Photo Credit:
ESO Photo Ambassador Babak Tafreshi
My Research Interests:
Highly Efficient Star Formation

Most recently I have become enamored with the topic of star formation in its varied forms. Working with Professor Turner, I study star forming clouds in the millimeter and submillimeter looking to understand how and why some clouds have remarkably high efficiency. Star formation efficiency can be defined as the percentage of a molecular cloud that consists of newly formed stars. Star forming clouds in the Milky Way form stars with an efficiency of less than ~5%, whereas some observed clouds in other galaxies have efficiencies of higher than 50%, though we do not understand why or how. The more interesting piece is that we know our galaxy used to have regions with efficiencies higher than ~50% around 10 billion years ago, as there are globular clusters in our galaxy, and globular cluster formation requires high star formation efficiencies. Yet to see long-lived star formation, like in our galaxy which continues to form stars today, requires low efficiency, or the galaxy will run out of gas with which to form stars. Thus, switching from high efficiency to low efficiency must be an evolutionary trend in the Milky Way which we do not yet understand. I hope to understand that trend by finding more galaxies either in the process of forming stars efficiently, or ending the sequence of efficient formation and mapping out their evolution.

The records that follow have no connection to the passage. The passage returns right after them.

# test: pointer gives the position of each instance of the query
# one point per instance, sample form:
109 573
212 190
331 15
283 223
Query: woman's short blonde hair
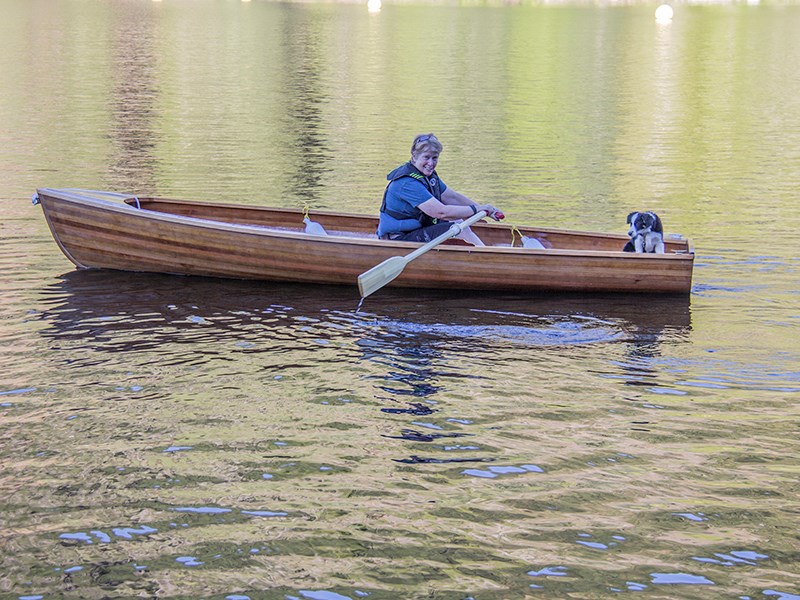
425 142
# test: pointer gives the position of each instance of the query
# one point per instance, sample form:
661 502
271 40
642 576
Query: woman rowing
417 205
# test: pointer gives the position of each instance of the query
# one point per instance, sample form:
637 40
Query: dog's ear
657 227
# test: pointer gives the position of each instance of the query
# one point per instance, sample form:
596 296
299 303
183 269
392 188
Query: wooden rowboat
104 230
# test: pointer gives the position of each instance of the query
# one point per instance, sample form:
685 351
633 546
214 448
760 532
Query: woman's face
425 161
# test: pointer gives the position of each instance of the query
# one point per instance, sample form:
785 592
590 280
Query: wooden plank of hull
115 236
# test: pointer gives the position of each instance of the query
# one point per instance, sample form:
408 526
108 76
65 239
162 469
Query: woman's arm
456 206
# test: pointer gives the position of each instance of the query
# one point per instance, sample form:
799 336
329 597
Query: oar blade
379 275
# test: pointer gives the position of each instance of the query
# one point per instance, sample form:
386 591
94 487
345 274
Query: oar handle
453 231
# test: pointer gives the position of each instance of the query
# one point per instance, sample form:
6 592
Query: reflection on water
228 426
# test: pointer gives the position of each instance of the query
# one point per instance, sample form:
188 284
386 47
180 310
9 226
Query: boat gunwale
85 197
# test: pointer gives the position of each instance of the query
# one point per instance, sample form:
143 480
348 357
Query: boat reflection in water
119 311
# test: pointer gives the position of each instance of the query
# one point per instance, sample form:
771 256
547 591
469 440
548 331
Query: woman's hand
493 212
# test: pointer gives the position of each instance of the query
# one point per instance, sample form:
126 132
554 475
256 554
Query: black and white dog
647 234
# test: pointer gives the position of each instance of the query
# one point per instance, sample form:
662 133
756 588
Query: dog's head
644 222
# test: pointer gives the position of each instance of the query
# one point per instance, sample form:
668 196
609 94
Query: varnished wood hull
243 242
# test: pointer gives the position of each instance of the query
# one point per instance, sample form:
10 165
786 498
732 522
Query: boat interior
363 226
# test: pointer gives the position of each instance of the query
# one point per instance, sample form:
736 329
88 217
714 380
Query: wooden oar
379 275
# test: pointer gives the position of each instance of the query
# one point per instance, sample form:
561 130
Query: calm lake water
187 438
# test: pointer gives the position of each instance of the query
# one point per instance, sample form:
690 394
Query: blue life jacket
432 184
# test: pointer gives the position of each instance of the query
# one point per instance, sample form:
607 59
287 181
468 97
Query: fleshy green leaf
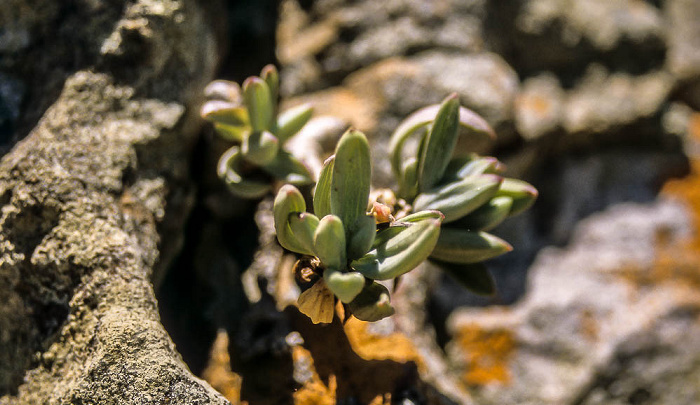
288 169
345 286
401 252
459 198
228 171
288 201
351 178
372 304
223 90
292 121
474 167
473 276
408 180
322 193
440 144
258 100
272 78
232 133
487 216
329 242
260 148
469 120
225 113
522 193
421 215
362 234
303 226
461 246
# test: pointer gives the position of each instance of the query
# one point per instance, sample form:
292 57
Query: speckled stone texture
84 195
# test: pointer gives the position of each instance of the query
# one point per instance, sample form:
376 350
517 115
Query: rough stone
627 100
83 197
583 319
538 106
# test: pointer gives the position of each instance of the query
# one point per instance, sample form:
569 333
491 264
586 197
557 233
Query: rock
563 36
683 59
588 328
627 100
484 81
538 107
83 198
321 45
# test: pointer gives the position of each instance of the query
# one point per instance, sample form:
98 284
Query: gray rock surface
83 198
590 328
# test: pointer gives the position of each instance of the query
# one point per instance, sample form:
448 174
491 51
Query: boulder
84 196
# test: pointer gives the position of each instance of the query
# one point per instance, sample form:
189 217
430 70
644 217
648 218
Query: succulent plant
247 116
469 191
347 253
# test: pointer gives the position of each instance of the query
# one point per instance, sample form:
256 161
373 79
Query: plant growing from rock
469 191
247 116
345 252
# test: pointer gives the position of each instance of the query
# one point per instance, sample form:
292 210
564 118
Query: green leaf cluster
353 254
469 191
247 116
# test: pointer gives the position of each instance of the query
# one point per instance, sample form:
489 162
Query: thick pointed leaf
223 90
303 226
474 276
272 78
318 303
522 193
440 144
258 100
232 133
329 242
225 112
260 148
345 285
362 234
372 304
401 253
351 178
238 185
459 198
288 169
408 180
480 165
461 246
384 235
292 121
421 215
322 192
487 216
468 120
288 201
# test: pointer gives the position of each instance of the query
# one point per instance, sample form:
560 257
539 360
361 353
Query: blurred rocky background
596 103
107 182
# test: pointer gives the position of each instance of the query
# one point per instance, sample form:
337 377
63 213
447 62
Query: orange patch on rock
314 391
218 372
681 261
487 354
369 346
537 104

One of the main products of stellar activity is dust. Regions with lots of young stars will be polluted with thousands of stellar masses of dust. However, by the time most star forming regions are observed, some of the young stars have gone supernova and blown holes in their surrounding medium, releasing gas and dust into the galaxy. Thus, it is frequently difficult to get an accurate measure of the amount of dust present in a cluster, especially in comparison to the gas. Accurately estimating dust output, and its effect on the cluster it was born into is an important key to measuring star formation. Luckily, with ALMA and the SMA we can attempt to directly observe the dust and get estimates of dust mass, and a gas-to-dust ratio for the cloud.


Another important aspect to star formation is feedback. Energetic young stars give out ionizing photons and soot, changing the medium around them. Not only do the stars affect their natal cloud, eventually destroying it as they evolve, but the stars also affect their galactic surroundings. As stars evolve and explode, they punch holes in the galaxy, allowing space for ionizing photons to travel and for the reach of feedback from the star forming regions to expand. One of the goals of our research is trying to see to what extent recently formed stars have on their surroundings, and at what point they begin to truly change the cloud they formed in.